Wednesday 13 March 2013

Paradise Paradox


There is a woman walking on the beach. A big bowl full of bananas on her head, a baby tied on her back with a piece of colourful cloth. A toddler wobbles behind her, trying to keep up in her sandy footsteps. She is not in hurry, nobody is, and stops to stare at the weird happenings in the sea during weekends. White people in underpants and brightly coloured t-shirts trying to go with the waves towards the beach. Every one of them on a small floating flat board-boat. When arriving there they turn around, drag the board back against the waves and repeat it. Often falling off the board, or standing for not more than a few seconds before disappearing head-first in the salty foam. She stops, stares, and after a while continues on her path.
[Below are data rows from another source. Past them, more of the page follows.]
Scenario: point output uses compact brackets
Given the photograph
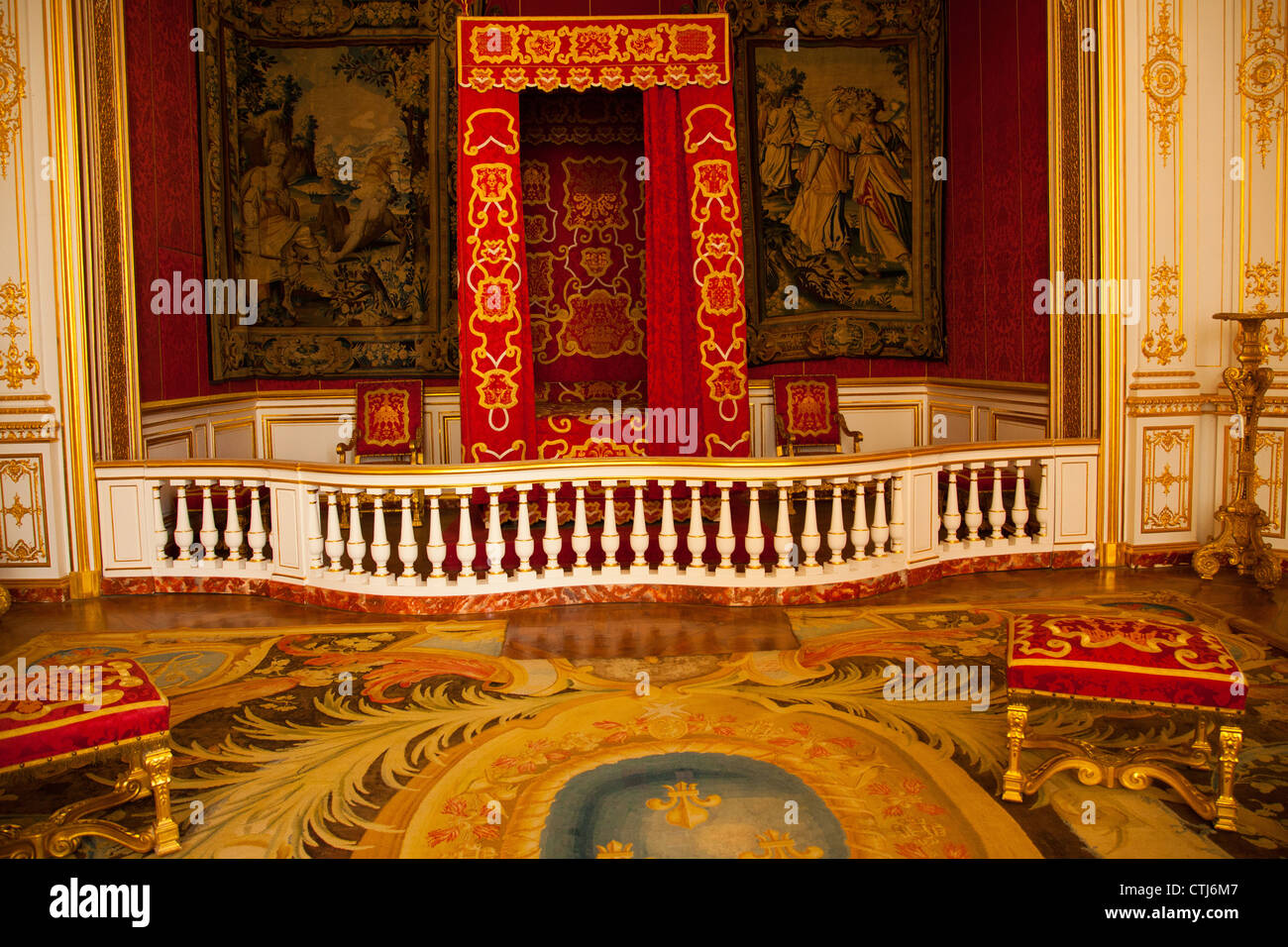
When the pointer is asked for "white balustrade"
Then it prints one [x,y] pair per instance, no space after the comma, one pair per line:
[952,517]
[552,543]
[465,545]
[725,540]
[859,532]
[639,528]
[494,544]
[321,547]
[755,539]
[836,530]
[436,549]
[580,531]
[697,538]
[880,527]
[523,543]
[974,514]
[668,539]
[609,539]
[407,545]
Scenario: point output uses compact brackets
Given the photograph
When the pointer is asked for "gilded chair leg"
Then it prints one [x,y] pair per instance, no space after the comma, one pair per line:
[1202,745]
[1232,741]
[156,763]
[1013,781]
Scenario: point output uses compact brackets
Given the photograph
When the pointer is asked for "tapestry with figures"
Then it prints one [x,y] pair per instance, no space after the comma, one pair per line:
[550,237]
Tourism is a strange thing. This weekend Karin and I went to Busua, a town known for the first surfing school in Ghana. Quite well outfitted with budget places to sleep and beach shacks serving freshly caught lobster. A town that realised that tourism is something you can make money off and to do that they should make the white youngsters happy by creating the backpacker-paradise-paradox. The feel of leaving your comfort zone, experiencing ‘The Real Africa’, by serving Momma’s Apple Pie in hammocks on the beach with Bob Marley on the background. In this town it is not apple pie, but pancakes that comfort the backpackers. Busua has Daniël the Pancake Man (who literally came up to us one morning saying: “Hi! I am Daniël the Pancake Man!”) and The Juice Man (“Would you like some of my juice?” Uhm... Excuse me? “Your friends like my juice!”) who walkes around with plastic bottles filled with fresh fruit juices. Soon all beach huts and eating-places started serving pancakes, and the backpacker scene of Busua flourished. Top it up with a lost Australian guy making the world a better place one surf at a time and you have backpacker paradise...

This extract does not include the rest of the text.